Il marito avaro

In una minuscola borgata di montagna, lontana quanto si può essere dal trambusto mondano, sorge un villaggio addormentato sui pendii lombardi. Casa per casa, quelle abitazioni a due piani sono lì da sempre, sparse qua e là come gettate in fretta in mezzo agli abeti. La luce degli anni Sessanta filtra lenta, quasi con lo stesso ritmo di un gocciole che cade, e non importa quanto il paese cambi, la famiglia Bellini sembra viva in un quadro incorniciato.

Autore della scena: Luca Bellini, il maestro d’arte che, anziché dipingere, si dedica a far durare una pasta alla carbonara per settimane. Alto, ascetico, coi baffetti sempre arruffati, sembra l’ultimo fautore dell’Austerità Medievale, solo vestito in foggia operaia. Sul lavoro, dove commanda la fabbrica di stoffe delle Apuane, tutti lo rispettano – non perché sia amabile, ma perché sputa ordini come se fossero monete d’oro. A casa, però…

Ah, a casa, Luca è il vero Re di Miseria. Un giorno, l’amico Giulio, beone alle prime armi, gli disse: «Luca, perché non riesci mai a sorridere? Così ti prendi la rana in bocca!». Risultato? Un silenzio che durò una settimana, mentre in giro si mormorava: «Sembra che risparmi anche il sorriso».

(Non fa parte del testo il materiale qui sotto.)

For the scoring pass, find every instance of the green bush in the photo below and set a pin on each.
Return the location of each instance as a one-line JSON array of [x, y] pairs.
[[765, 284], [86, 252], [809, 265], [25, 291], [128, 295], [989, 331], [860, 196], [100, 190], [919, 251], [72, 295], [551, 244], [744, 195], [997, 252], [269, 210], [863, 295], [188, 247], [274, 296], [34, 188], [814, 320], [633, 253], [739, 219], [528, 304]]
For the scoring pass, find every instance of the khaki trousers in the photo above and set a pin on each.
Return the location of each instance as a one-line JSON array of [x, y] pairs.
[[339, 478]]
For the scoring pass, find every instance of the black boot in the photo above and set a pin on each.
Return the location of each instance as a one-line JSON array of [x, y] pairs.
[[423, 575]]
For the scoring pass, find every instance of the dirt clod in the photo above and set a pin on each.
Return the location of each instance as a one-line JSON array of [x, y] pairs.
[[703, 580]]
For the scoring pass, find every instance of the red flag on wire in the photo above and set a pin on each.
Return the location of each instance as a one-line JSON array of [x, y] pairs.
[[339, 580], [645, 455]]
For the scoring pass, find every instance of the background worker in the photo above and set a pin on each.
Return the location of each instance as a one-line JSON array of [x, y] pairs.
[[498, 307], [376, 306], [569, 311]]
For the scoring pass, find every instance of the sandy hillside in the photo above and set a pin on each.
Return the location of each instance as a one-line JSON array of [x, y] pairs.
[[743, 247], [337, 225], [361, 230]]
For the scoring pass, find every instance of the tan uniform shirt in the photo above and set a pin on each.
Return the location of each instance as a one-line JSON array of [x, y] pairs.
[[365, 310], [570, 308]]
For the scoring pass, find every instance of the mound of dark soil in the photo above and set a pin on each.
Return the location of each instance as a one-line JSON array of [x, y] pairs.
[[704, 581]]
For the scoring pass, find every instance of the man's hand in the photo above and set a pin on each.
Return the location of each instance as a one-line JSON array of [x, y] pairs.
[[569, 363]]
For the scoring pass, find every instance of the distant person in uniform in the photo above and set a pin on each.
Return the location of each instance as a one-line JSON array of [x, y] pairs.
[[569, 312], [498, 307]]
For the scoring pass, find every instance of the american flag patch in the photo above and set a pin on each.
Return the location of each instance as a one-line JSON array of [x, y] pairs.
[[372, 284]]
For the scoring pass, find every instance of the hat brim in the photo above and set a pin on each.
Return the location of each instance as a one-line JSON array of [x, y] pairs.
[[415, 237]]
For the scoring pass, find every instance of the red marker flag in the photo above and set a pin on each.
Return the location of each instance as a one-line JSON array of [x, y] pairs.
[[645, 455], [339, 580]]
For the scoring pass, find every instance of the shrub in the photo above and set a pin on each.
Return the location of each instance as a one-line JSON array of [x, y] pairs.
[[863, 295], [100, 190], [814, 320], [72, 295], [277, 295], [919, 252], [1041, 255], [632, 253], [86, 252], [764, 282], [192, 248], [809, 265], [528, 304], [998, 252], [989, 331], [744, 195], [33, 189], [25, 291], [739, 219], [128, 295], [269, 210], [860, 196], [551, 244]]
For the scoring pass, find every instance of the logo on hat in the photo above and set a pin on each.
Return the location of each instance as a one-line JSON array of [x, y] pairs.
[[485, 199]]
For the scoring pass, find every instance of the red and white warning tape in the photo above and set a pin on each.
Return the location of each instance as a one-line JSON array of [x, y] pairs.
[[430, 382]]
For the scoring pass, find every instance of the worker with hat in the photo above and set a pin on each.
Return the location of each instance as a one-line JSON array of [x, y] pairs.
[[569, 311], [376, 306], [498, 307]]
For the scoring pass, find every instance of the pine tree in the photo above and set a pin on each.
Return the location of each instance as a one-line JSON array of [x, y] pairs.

La moglie, Sofia Bellini, un tempo era una ballerina di sashimi al mercato del pesce. Adesso invece cammina come se i suoi passi fossero stimati in contanti: silenziosi e contati. Lavora come contabile in uno studio, calcolando quote tanto precise quanto le sue emozioni. La loro unica figlia, Chiara, nella sua maturodi anni dodici, ha capito da tempo che qui le regole non sono scritte sui libri, ma incise negli occhi del padre.

«Una forchettata per te, due per lui, decidi Chiara…» tuona Luca ogni sera, mostrando i fagioli in un vassoio come se fossero gioielli. I vicini, che hanno letto la favola di Pulcinella, sanno che i Bellini non possiedono nemmeno uno zerbino in salotto – però dietro a cassettone imbottito con chiave a muro, si sospetta nasconda ogni avanzo del mondo.

Un pomeriggio, Chiara trova un gattino ghiotto di solitudine e decide di portarselo a casa. Luca, con l’occhio pescatoriano, esclama: «E questo chi lo paga? Compro pesce per mangiare, non per godere su un micio!». Il gattino, battezzato Micio, viene cacciato in strada con una scena da dramma shakespeariano. Sofia guarda il tutto in silenzio, mentre i lati del cuore iniziano a sfilacciarsi.

Una sera, Sofia tenta di rompere il ghiaccio: «Luca, forse si esagera? Chiara non ha i pantaloni adatti per la scuola…». Luca, con voce da domatore, ribatte: «Così imparerà a risparmiare». Il risultato? Una manata che fa sobbalzare tutto il tavolo e un cuore che usa dolore al posto dei cuori.

Gli anni passano, Chiara cresce in un mondo dove anche respiro ha prezzo, e quando inizia l’università, il suo unico sollievo è un libro gratuito letto al bar. «Perché non esci con gli amici?» le chiede una compagna di stanza. «Costa» risponde lei, con il linguaggio della madre.

Fino a quando, non negli anni più freddi, entra nella sua vita Camilla, una ragazza che sa dell’arte non solo del risparmio. «Chiara, hai mai mangiato un gelato in centro?» le chiede, con occhi di bellezza. Lei, una volta, avrebbe scosso la testa. Quella volta, invece, annuì. Cinque euro in un momento, mille emozioni in cambio.

Ma quando sposano, Luca non riesce a capire perché Camilla voglia piastrelle colorate in bagno o un balcone con chiodi di garza. «La semplicità è virtù» insiste lui, un uomo dalla voce di acne stilizzata. Camilla, però, quel linguaggio non lo conosce. «Luca, abbiamo denaro per farci una vita!» gli ricorda una sera, dopo ore di discussioni.

Lui, con piglio di un uomo che non ha mai visto il mare al di fuori di una fotografia, replica: «Non vorrai mica comprare il sole?». Camilla, però, quel mare l’ha visto, e lo vuole per sé. Una sera, lo stacca di forza, dicendo: «Tutti i tesori che ho accumulato in vita non ti rendono felice. Li hai solo usati per pesarmi».

E così, un gatto, un viaggio, e una stanza vuota rimasta a raccontare una lezione di economia non scritta sui libri. Il resto? Curiosate, forse nella prossima favola, quando parlerò del padre che capisce, o forse no.